COMMERCE FLORISSANT SOUS EMBARGO

Au chapitre des relations commerciales, les Iraniens sont moins précautionneux. C’est ainsi que l’attaché commercial iranien a déclaré, dans une conférence de presse tenue le 22 juin 2015 à Bagdad, que les échanges commerciaux entre les deux pays se chiffrent à dix-huit milliards de dollars, dont six de produits non pétroliers ; de plus, selon lui, 80 % des services techniques et d’ingénierie en Irak sont assurés par les compagnies iraniennes. Enfin, il a dit s’attendre à ce que les échanges commerciaux s’élèvent à vingt milliards de dollars.

Les échanges commerciaux entre l’Iran et l’Irak sont passés de 1,6 milliard en 2006 à 8 millions en 2010, et le déséquilibre de la balance commerciale n’a cessé de se creuser en faveur de l’Iran. L’Irak exporte vers l’Iran dattes, cuir et soufre et importe d’Iran voitures, carburant, matériel médical et matériaux de construction. Un déséquilibre qui rend compte de l’effondrement de l’économie irakienne, totalement paralysée depuis l’écroulement de l’État au lendemain de l’invasion américaine. L’essentiel des infrastructures industrielles et productives est détruit, et la productivité dans le pays est faible.
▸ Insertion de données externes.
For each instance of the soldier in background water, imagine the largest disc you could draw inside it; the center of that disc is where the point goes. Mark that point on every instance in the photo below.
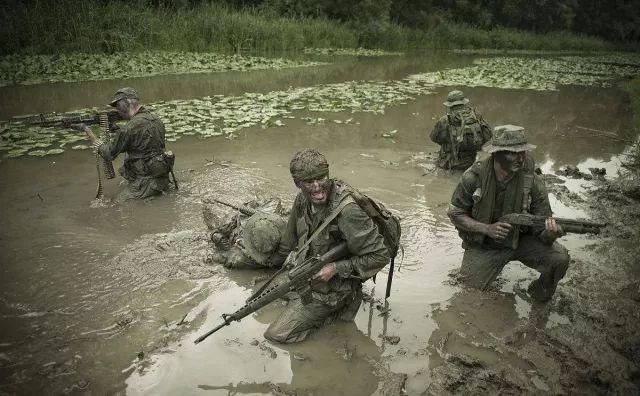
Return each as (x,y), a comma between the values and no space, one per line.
(146,165)
(250,239)
(460,133)
(501,184)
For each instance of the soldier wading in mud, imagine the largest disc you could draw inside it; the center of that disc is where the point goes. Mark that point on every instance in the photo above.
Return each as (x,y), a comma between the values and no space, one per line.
(501,184)
(146,165)
(336,290)
(248,241)
(460,133)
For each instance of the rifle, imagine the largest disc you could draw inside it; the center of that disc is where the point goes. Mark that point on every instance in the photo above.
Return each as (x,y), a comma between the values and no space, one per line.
(568,225)
(298,278)
(62,121)
(106,120)
(242,209)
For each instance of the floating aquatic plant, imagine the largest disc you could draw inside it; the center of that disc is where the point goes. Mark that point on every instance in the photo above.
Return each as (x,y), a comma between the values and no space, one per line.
(349,52)
(36,69)
(225,116)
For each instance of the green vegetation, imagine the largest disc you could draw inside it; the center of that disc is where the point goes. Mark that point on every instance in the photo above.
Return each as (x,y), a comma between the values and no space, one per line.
(226,116)
(36,69)
(93,26)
Sur ce chapitre, certains responsables irakiens sympathisants de l’Iran font montre d’empathie envers la République islamique qui subit les sanctions occidentales, au point de comparer la situation de l’Iran à celle de l’Irak sous embargo entre 1991 et 2003.

Ainsi, pour comprendre l’influence iranienne en Irak, il est indispensable de prendre en compte la condition exceptionnelle du pays, marquée par le délitement. La destruction des infrastructures permet à l’Iran d’exercer en Irak une influence soumise à conditions. Certes, la reconstruction nationale est une préoccupation évidente pour l’Irak, de même que l’Iran sait que la situation irakienne actuelle n’est pas vouée à l’éternité. En outre, l’Iran a pleinement conscience de l’impossibilité de mettre l’Irak entièrement sous sa coupe : c’est un pays de quarante millions d’habitants, qui lui a fait la guerre la plus longue (1980-1988) entre deux États depuis la seconde guerre mondiale — une guerre soldée en partie à l’avantage de l’Irak, alors que la population irakienne faisait le tiers de la population iranienne.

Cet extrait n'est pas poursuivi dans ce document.